Bouras has been teaching Spanish for more than 20 years and has long been interested in engaging students in exploratory and collective learning. Her teaching/research interests include differentiated instruction, second-language writing, the role of emotions in the language classroom, and teaching grammar through literature.

Jeremy Keys

Jeremy Keys

Assistant Professor of Instruction, Mechanical Engineering Department, McCormick School of Engineering

"Re-Inventing Mechanical Engineering 240: Increasing Engineers' Inductive Learning Through Product Archaeology"

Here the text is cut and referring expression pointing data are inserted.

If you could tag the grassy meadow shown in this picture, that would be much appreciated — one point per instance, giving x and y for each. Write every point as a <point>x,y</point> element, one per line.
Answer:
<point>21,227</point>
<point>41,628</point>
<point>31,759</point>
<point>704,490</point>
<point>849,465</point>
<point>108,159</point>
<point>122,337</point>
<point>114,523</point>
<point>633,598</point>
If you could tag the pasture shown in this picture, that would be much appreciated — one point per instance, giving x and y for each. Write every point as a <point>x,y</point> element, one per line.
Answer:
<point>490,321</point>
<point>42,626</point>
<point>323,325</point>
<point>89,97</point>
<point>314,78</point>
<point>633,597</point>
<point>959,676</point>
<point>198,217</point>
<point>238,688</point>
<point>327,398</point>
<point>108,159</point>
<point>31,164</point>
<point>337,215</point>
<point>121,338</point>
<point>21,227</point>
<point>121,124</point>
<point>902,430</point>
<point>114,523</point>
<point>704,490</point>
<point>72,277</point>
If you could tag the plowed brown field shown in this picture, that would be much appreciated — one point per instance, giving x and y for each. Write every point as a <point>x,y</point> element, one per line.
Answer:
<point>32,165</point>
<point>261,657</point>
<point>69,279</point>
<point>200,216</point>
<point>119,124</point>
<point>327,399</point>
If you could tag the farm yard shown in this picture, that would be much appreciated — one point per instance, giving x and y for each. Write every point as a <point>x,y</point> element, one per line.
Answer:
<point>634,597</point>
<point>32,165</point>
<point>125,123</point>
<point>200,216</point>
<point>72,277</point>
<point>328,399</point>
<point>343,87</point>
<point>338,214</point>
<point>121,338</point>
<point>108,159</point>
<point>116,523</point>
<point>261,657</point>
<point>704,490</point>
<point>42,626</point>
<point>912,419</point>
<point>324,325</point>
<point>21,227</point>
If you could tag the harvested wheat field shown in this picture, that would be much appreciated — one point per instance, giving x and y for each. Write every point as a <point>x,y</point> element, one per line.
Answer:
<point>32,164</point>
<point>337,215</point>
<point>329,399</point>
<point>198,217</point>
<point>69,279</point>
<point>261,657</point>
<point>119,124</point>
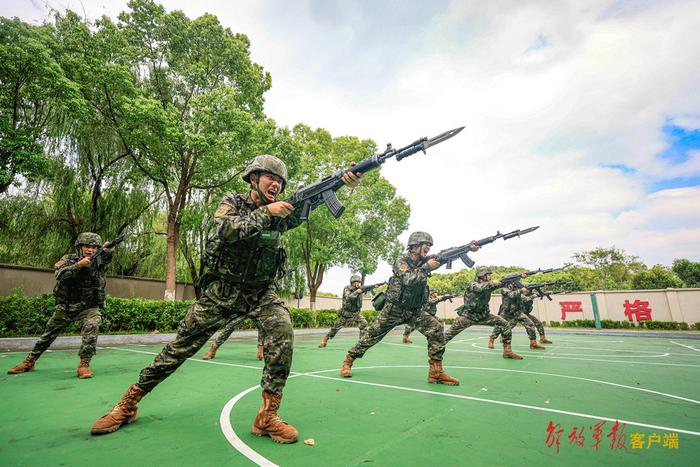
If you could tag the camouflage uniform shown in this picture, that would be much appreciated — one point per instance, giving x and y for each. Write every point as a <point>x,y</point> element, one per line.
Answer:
<point>243,259</point>
<point>511,310</point>
<point>476,311</point>
<point>406,294</point>
<point>80,296</point>
<point>527,310</point>
<point>430,307</point>
<point>350,314</point>
<point>228,329</point>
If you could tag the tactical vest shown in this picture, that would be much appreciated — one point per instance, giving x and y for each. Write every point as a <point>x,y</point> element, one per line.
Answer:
<point>255,261</point>
<point>86,287</point>
<point>407,297</point>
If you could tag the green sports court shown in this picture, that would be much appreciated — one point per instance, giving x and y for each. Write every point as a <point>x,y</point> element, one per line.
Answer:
<point>386,414</point>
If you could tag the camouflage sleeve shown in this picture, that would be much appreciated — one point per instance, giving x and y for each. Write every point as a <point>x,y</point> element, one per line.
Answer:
<point>409,277</point>
<point>232,226</point>
<point>63,271</point>
<point>482,286</point>
<point>349,292</point>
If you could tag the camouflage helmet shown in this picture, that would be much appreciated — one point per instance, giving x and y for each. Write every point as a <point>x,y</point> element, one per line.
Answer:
<point>88,238</point>
<point>416,238</point>
<point>481,271</point>
<point>269,164</point>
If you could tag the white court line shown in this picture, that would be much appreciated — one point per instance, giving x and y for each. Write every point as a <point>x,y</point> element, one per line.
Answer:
<point>686,346</point>
<point>582,355</point>
<point>535,355</point>
<point>254,456</point>
<point>580,348</point>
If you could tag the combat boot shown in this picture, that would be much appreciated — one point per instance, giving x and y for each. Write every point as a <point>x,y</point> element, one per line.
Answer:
<point>268,423</point>
<point>535,345</point>
<point>83,369</point>
<point>436,375</point>
<point>211,354</point>
<point>508,353</point>
<point>345,369</point>
<point>26,365</point>
<point>122,413</point>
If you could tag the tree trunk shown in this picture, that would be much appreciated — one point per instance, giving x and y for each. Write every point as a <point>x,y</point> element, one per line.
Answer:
<point>173,237</point>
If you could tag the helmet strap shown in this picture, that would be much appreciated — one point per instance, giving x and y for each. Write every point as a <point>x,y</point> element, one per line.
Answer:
<point>256,187</point>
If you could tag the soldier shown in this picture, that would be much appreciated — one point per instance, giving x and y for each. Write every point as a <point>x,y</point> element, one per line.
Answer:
<point>511,310</point>
<point>80,296</point>
<point>350,313</point>
<point>406,294</point>
<point>242,259</point>
<point>527,309</point>
<point>476,310</point>
<point>225,333</point>
<point>430,307</point>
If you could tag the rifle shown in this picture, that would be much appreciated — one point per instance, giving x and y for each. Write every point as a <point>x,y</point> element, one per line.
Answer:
<point>369,288</point>
<point>96,258</point>
<point>537,287</point>
<point>311,196</point>
<point>461,252</point>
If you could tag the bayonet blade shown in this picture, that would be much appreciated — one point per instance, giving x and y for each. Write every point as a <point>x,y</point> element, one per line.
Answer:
<point>442,137</point>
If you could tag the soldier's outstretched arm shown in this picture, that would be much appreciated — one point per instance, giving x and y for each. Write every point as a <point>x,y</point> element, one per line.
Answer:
<point>409,277</point>
<point>232,226</point>
<point>64,272</point>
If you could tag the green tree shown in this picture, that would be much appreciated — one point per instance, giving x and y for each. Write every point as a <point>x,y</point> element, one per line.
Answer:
<point>373,218</point>
<point>182,96</point>
<point>658,277</point>
<point>613,267</point>
<point>37,100</point>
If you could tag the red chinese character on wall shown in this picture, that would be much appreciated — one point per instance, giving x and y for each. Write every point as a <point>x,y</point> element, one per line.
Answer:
<point>639,310</point>
<point>553,434</point>
<point>570,307</point>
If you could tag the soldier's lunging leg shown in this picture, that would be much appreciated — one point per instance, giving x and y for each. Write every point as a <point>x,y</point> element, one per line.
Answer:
<point>540,329</point>
<point>406,333</point>
<point>434,332</point>
<point>224,334</point>
<point>91,328</point>
<point>278,343</point>
<point>57,323</point>
<point>530,329</point>
<point>202,320</point>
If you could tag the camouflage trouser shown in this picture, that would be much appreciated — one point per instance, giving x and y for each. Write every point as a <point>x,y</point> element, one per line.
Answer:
<point>464,321</point>
<point>346,321</point>
<point>221,301</point>
<point>62,317</point>
<point>538,324</point>
<point>523,319</point>
<point>228,329</point>
<point>391,317</point>
<point>409,329</point>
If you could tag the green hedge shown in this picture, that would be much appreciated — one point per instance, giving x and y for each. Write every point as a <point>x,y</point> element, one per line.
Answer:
<point>27,316</point>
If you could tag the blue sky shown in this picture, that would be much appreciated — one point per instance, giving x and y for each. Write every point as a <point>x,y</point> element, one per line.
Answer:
<point>581,117</point>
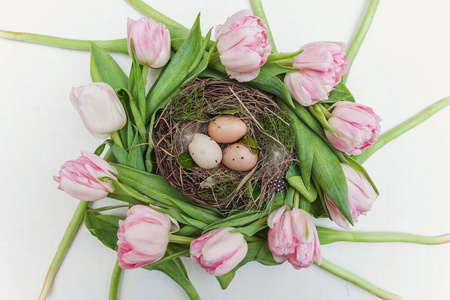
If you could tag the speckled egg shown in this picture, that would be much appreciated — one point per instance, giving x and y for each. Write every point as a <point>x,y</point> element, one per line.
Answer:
<point>239,157</point>
<point>205,152</point>
<point>227,129</point>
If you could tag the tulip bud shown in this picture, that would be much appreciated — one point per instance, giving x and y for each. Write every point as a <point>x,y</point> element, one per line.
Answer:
<point>322,65</point>
<point>308,87</point>
<point>219,251</point>
<point>360,197</point>
<point>356,126</point>
<point>143,236</point>
<point>99,108</point>
<point>151,42</point>
<point>326,57</point>
<point>243,45</point>
<point>293,237</point>
<point>80,178</point>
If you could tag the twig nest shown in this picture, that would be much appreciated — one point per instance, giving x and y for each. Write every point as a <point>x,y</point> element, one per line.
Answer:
<point>239,157</point>
<point>214,109</point>
<point>204,151</point>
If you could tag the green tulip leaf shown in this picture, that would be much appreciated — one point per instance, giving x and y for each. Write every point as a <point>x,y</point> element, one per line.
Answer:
<point>103,227</point>
<point>340,93</point>
<point>105,69</point>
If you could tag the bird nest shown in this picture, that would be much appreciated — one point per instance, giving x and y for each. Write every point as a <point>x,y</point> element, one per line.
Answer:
<point>190,112</point>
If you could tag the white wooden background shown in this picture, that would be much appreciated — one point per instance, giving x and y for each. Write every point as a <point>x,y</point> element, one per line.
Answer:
<point>402,67</point>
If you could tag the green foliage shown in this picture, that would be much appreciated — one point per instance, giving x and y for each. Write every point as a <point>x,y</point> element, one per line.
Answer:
<point>279,126</point>
<point>185,161</point>
<point>295,180</point>
<point>176,71</point>
<point>192,106</point>
<point>103,227</point>
<point>105,69</point>
<point>174,268</point>
<point>250,143</point>
<point>326,168</point>
<point>340,93</point>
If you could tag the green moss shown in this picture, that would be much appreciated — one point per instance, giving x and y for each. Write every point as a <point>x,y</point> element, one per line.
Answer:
<point>277,126</point>
<point>189,106</point>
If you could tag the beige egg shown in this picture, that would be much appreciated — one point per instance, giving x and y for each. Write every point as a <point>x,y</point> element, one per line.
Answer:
<point>239,157</point>
<point>226,129</point>
<point>205,152</point>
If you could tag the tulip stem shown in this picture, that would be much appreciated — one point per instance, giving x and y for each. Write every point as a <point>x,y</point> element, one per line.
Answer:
<point>180,239</point>
<point>145,73</point>
<point>328,236</point>
<point>296,203</point>
<point>356,280</point>
<point>275,57</point>
<point>63,247</point>
<point>115,281</point>
<point>317,112</point>
<point>152,13</point>
<point>119,45</point>
<point>361,34</point>
<point>325,111</point>
<point>258,10</point>
<point>402,128</point>
<point>115,136</point>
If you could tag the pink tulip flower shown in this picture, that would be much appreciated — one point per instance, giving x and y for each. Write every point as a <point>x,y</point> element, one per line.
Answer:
<point>293,237</point>
<point>328,58</point>
<point>80,178</point>
<point>151,42</point>
<point>219,251</point>
<point>357,127</point>
<point>243,45</point>
<point>143,236</point>
<point>360,197</point>
<point>322,65</point>
<point>100,110</point>
<point>308,87</point>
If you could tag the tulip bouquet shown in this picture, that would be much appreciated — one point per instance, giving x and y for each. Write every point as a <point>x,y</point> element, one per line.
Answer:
<point>332,136</point>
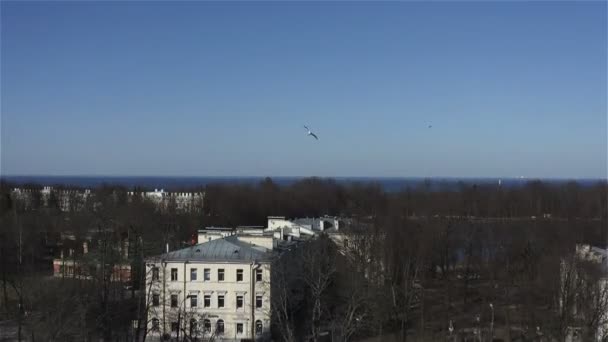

Jeremy Keys’ redesign of MechEng240 aims to increase students’ familiarity with common mechanical components to help them become more adaptive and creative engineering designers. Through product archaeology labs, students will disassemble consumer products and explore the embedded functions of key mechanical components. Doing so will improve students’ appreciation for common mechanical assemblies as they interpret how engineers achieve desired mechanical functions. Through the class redesign, the labs will enable inductive learning, as students extract general design principles by studying specific solutions. Students also will have the opportunity to engage in novel mechanical design through the redesign of a load-bearing component of an existing consumer product. Students will then utilize advanced 3-D printing methods to create and share their prototypes. This course, required in the second year of study for Mechanical Engineering students, will re-establish a valuable foundation for subsequent courses on mechanical design and manufacturing processes. 

Keys joined the Department of Mechanical Engineering in the Fall of 2022 as a teaching-line faculty member, having just completed his PhD at Cornell University where he studied the biophysical mechanisms which control cancer cell migration using microfluidic devices. In addition to MechEng240, Keys teaches the senior capstone course for Mechanical Engineers as well as Engineering Analysis 3, a system dynamics course for second-year engineering students.